Jobe was a thinkin hard.
Says I: “Jobe, can you see the cat?”
Jobe was silent. The wheels in his head was a beginnin to turn and he was a listenin to their moosic. Finally says he:
“Why, Betsy, if each of them dollars was worth sixty pounds of wheat at Chicago and sixty pounds of wheat was worth a dollar, what would our leadin men what make a livin and git rich a speculatin in wheat do? They couldent force it up nor force it down.
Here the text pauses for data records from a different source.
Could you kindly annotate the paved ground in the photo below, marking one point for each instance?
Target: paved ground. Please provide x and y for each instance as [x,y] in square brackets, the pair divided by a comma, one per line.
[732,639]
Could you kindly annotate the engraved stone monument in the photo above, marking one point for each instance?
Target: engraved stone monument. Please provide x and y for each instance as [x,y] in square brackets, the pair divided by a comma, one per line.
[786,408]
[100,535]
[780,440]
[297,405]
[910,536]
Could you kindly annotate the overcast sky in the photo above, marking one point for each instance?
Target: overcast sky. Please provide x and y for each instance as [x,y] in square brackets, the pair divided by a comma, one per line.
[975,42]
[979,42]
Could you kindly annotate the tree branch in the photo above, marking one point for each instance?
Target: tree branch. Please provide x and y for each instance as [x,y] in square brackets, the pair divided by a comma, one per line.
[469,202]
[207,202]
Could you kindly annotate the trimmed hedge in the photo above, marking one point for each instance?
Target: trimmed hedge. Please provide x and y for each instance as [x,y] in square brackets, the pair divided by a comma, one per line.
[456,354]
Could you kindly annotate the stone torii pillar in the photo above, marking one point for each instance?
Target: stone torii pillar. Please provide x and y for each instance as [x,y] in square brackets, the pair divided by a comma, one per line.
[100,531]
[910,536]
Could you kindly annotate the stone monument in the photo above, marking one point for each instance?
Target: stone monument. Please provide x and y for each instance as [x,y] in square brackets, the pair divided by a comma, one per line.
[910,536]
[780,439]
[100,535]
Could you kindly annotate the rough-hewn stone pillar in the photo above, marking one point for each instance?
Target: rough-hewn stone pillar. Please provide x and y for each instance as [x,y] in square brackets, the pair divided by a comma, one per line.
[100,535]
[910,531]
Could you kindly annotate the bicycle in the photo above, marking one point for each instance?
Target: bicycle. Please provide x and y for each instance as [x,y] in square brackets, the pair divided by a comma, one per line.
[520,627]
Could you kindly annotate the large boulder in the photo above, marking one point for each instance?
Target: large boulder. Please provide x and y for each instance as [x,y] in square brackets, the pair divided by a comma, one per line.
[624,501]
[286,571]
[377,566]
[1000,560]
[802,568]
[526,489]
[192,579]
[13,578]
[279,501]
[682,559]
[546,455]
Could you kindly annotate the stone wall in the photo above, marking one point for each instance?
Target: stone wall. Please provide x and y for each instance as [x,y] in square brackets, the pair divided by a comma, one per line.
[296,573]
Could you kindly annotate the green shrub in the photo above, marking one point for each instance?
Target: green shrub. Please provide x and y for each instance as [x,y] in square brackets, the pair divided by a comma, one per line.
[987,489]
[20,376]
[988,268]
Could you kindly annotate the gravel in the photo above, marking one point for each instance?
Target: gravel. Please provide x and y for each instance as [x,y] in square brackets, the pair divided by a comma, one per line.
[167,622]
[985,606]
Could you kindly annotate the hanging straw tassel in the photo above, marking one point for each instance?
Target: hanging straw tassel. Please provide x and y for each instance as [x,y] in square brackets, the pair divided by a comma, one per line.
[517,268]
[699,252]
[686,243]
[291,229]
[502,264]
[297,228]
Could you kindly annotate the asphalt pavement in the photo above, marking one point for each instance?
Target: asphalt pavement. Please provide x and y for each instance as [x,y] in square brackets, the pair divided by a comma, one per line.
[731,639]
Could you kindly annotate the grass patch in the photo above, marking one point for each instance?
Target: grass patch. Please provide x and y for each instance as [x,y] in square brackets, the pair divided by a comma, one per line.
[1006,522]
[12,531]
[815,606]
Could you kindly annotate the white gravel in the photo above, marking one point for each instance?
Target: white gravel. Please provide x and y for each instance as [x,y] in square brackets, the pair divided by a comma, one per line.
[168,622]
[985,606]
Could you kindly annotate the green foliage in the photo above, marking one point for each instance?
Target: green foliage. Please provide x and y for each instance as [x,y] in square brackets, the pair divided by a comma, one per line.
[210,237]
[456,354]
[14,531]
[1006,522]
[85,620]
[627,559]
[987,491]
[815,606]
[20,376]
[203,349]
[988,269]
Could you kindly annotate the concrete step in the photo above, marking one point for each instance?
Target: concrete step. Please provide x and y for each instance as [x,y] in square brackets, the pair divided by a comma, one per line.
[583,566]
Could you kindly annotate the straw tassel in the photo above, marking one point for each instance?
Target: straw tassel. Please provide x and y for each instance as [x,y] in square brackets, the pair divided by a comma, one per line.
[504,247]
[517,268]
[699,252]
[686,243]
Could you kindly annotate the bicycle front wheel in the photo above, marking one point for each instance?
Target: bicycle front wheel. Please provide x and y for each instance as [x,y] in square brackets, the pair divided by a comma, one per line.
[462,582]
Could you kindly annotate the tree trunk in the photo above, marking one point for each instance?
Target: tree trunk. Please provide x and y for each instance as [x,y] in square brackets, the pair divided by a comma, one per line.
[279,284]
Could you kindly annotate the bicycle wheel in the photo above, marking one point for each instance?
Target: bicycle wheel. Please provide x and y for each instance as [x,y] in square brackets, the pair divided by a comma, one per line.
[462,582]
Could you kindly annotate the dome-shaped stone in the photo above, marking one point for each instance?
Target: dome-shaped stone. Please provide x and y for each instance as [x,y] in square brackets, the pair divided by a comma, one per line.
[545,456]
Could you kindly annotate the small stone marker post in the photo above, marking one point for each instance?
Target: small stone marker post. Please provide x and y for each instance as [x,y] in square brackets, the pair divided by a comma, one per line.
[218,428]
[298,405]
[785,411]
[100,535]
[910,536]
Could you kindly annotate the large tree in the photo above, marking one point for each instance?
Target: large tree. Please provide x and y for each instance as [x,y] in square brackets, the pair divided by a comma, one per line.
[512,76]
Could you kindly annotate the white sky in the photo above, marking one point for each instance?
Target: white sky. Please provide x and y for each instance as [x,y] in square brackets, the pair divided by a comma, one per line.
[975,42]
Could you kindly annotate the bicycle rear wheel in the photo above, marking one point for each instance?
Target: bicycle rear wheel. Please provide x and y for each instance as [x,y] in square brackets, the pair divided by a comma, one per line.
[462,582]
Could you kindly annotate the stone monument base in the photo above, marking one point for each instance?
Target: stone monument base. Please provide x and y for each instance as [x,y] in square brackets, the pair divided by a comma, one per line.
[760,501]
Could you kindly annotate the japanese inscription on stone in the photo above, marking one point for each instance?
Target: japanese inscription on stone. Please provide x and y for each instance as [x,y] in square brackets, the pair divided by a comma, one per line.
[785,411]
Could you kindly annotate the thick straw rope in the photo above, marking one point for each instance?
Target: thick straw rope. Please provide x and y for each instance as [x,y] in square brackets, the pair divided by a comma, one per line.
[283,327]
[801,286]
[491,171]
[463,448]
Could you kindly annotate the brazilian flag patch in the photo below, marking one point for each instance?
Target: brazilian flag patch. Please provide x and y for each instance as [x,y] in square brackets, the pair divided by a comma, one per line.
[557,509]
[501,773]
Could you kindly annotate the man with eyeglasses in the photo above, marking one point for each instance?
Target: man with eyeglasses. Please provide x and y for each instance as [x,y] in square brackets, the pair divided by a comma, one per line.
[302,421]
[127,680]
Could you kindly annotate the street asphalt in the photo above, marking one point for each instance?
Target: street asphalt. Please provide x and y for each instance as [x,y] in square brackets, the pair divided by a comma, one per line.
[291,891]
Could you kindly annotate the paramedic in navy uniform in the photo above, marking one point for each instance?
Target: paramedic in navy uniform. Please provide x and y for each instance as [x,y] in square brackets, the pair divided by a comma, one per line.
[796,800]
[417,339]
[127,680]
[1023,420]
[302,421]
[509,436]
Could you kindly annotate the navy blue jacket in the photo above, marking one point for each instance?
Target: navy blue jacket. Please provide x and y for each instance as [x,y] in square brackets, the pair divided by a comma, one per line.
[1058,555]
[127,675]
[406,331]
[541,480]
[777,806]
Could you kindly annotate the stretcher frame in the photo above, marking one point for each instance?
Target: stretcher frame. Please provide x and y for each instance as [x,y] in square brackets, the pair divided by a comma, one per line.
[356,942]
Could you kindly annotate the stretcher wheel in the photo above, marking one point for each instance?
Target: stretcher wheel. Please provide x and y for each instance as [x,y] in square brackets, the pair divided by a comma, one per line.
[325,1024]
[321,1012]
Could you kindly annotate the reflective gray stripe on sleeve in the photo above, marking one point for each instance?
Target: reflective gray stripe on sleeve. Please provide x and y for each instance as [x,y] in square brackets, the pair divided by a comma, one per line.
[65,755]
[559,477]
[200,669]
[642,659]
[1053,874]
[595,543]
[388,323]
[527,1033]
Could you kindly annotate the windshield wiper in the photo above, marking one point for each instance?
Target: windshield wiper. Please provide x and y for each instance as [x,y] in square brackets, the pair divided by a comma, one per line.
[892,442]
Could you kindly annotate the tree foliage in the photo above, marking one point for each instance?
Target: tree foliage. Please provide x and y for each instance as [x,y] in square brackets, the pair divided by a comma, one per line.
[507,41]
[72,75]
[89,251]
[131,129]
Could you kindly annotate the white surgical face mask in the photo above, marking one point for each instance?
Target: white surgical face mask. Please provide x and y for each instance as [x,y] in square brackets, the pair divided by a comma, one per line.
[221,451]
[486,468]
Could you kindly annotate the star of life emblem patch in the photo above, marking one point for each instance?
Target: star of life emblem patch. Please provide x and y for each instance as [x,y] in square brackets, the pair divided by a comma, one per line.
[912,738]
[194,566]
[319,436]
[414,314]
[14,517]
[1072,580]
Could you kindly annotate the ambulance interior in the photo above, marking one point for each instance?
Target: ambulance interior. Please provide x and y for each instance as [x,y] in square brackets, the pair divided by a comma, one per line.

What would they do?” says he.
Says I: “They would be like lots of fellers who haint leadin citizens are to-day—they would be a huntin a job, and would have to ingage in some honest okepation.”
“Well, Betsy,” says Jobe, “is that Populist argament?”
“No, Jobe,” says I, “it haint Populist argament; it is the argament of a plain, old-fashioned female woman—the one that thinks more of you than all the polerticians piled in one pile—and I hope you will think on it.”
“Well, Betsy,” says he, “if it haint Populist it seems to me that it is worth thinkin about.”
So, havin for one time held Jobe down to a finish and got him to thinkin, I unloosed the rope and straps, kissed him out loud on the cheek and let him up.
He riz up, stretched out his legs and arms, gapped a time or two and says:
“Betsy, Ime glad you tied me down.”
Then he went out to do up the evenin chores.
Now, if I could only keep Jobe away from them office-seekers and polerticians; if I could only keep him a thinkin, I would have some hopes; but as it is, no tellin how soon the good lesson of his wife may be overcome by a smooth-tongued canderdate.